PTSD also creates a higher risk factor for individuals developing additional mental health problems such as:

  • Depression
  • Substance abuse
  • Eating disorders
  • Suicide

In addition, PTSD has been proven to contribute to other health-related issues such as cardiovascular disease, autoimmune deficiencies, chronic pain and muskoskeletal problems.

Symptoms of PTSD

The symptoms of PTSD can be quite extensive, but will fall into one of three categories: intrusive memories, avoidance or emotional numbing and anxiety and increased emotional arousal.

Intrusive memory symptoms include reliving the traumatic event through flashbacks or nightmares.

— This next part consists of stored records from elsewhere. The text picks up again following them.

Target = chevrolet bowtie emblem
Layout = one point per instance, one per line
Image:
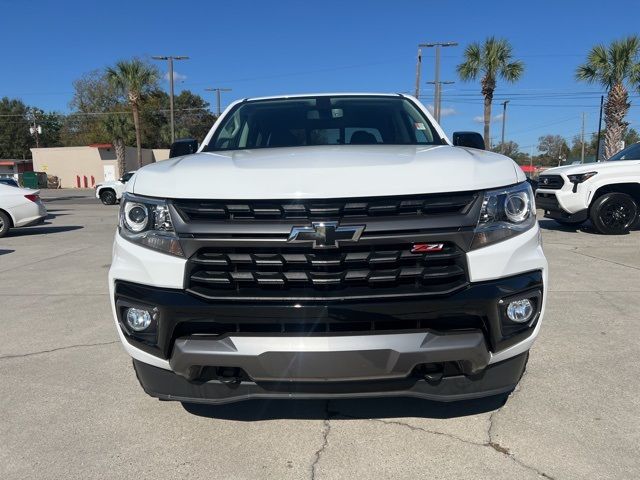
(326, 234)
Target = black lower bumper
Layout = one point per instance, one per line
(495, 379)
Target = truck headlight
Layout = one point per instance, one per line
(147, 222)
(505, 212)
(581, 177)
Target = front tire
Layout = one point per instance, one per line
(614, 213)
(5, 224)
(108, 197)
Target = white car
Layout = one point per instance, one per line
(328, 246)
(19, 207)
(607, 193)
(110, 193)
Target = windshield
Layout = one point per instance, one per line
(323, 120)
(632, 152)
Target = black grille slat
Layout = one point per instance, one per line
(324, 273)
(417, 205)
(551, 182)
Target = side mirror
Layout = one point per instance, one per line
(183, 146)
(468, 139)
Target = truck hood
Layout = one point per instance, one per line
(325, 172)
(589, 167)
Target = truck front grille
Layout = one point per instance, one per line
(239, 210)
(351, 271)
(550, 182)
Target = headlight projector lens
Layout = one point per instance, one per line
(520, 311)
(516, 207)
(136, 216)
(138, 319)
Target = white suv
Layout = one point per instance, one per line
(111, 192)
(334, 245)
(607, 193)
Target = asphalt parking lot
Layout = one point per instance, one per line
(71, 407)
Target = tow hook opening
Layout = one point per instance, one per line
(226, 375)
(433, 373)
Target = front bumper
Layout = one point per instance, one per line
(451, 339)
(496, 379)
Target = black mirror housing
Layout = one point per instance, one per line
(183, 146)
(468, 139)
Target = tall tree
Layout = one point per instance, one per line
(93, 97)
(553, 148)
(615, 67)
(118, 128)
(134, 78)
(15, 139)
(490, 61)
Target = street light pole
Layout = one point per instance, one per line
(436, 93)
(582, 140)
(418, 71)
(504, 120)
(170, 60)
(35, 129)
(218, 90)
(437, 108)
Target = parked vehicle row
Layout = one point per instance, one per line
(110, 193)
(19, 207)
(607, 193)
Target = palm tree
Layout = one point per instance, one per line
(118, 128)
(133, 78)
(490, 60)
(613, 67)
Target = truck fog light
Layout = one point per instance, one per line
(138, 319)
(520, 311)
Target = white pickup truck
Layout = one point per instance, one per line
(328, 246)
(607, 193)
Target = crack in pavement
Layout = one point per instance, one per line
(68, 347)
(490, 443)
(575, 250)
(22, 265)
(325, 440)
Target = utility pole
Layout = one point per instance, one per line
(170, 60)
(35, 129)
(599, 129)
(436, 93)
(582, 139)
(218, 90)
(418, 70)
(437, 107)
(504, 120)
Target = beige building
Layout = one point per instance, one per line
(84, 167)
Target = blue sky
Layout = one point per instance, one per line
(268, 47)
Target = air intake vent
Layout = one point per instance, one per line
(423, 205)
(352, 271)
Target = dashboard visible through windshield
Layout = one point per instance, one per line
(323, 120)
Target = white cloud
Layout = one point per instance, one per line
(177, 77)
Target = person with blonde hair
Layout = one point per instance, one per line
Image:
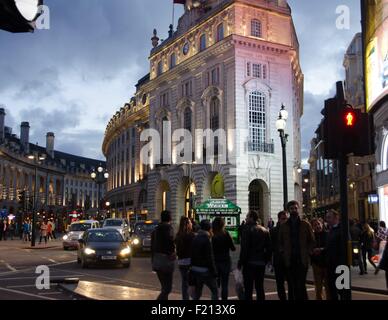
(367, 238)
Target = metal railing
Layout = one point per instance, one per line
(261, 147)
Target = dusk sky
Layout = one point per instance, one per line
(72, 78)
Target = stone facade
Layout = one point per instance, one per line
(230, 65)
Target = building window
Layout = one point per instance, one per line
(215, 114)
(172, 60)
(256, 30)
(202, 42)
(215, 76)
(160, 68)
(220, 32)
(187, 121)
(248, 69)
(257, 70)
(257, 118)
(164, 101)
(187, 89)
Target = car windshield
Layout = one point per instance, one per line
(80, 226)
(112, 223)
(105, 236)
(145, 228)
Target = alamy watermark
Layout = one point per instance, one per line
(42, 282)
(343, 17)
(211, 146)
(43, 20)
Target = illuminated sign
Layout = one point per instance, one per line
(350, 119)
(373, 198)
(376, 58)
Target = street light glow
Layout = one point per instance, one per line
(28, 8)
(281, 124)
(283, 113)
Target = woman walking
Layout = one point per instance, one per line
(222, 245)
(383, 265)
(183, 242)
(43, 232)
(163, 254)
(367, 238)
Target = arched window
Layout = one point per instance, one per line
(220, 32)
(257, 120)
(162, 138)
(215, 120)
(214, 114)
(384, 154)
(187, 119)
(172, 60)
(202, 42)
(256, 30)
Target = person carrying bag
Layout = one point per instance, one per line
(163, 254)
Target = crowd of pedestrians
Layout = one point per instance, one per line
(289, 248)
(10, 230)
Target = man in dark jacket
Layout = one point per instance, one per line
(335, 253)
(318, 260)
(163, 254)
(254, 255)
(355, 234)
(277, 259)
(203, 266)
(296, 243)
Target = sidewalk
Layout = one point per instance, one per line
(365, 283)
(100, 291)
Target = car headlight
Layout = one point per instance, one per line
(89, 251)
(126, 251)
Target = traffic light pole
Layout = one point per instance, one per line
(343, 162)
(33, 227)
(283, 138)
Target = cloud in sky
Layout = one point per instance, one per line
(72, 78)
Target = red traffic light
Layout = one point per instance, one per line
(350, 119)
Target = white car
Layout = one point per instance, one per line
(119, 224)
(76, 231)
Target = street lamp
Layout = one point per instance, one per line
(281, 124)
(19, 15)
(36, 159)
(190, 183)
(99, 177)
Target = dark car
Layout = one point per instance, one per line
(141, 236)
(103, 246)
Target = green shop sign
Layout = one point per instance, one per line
(224, 208)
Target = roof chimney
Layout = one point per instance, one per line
(50, 137)
(25, 136)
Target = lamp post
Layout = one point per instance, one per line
(281, 124)
(99, 177)
(19, 16)
(107, 204)
(36, 159)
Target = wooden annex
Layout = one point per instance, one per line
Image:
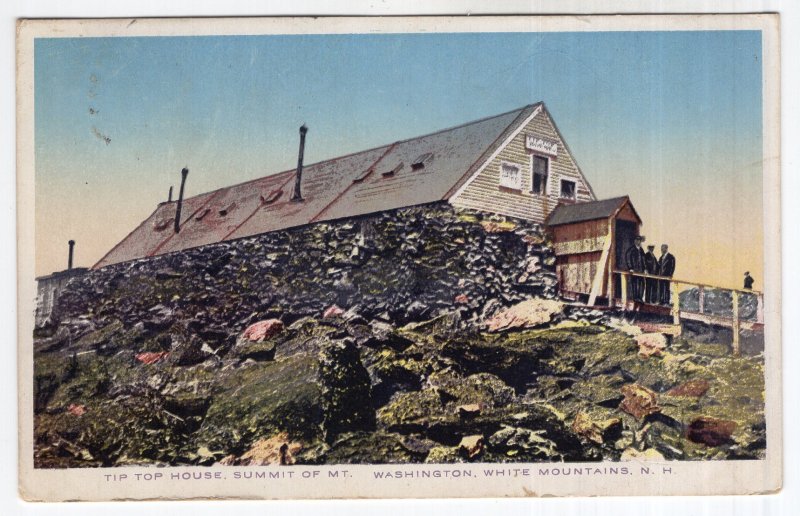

The second group is avoidance or emotional numbing. These symptoms are exhibited when the individual consciously avoids trying to think or talk about the event, discontinues activities/hobbies that were previously enjoyed, easily forgets things, has trouble concentrating and cannot maintain a close relationship with others.

Anxiety and increased emotional arousal symptoms involve the person being highly irritable, displaying outbursts of anger or other self-destructive behavior, suffering insomnia and hearing or seeing things that are not present.

All of these symptoms of PTSD can come and go, but can be triggered by any reminders of the stressful event that the person experienced.

Creating a Support System

Knowing what firefighters go through on a continual basis leads us to realize the importance of having the right measures in place for our firefighters. Prevention and early intervention are crucial in treating PTSD. As a chief, one of the best preventative measures is to create an organization that cares. This includes how each member treats one another, how the members treat the public, providing good training and tools, equipment and apparatus to perform our jobs and having solid systems in place when work must be performed (incident command system, operating guidelines, accountability, etc.).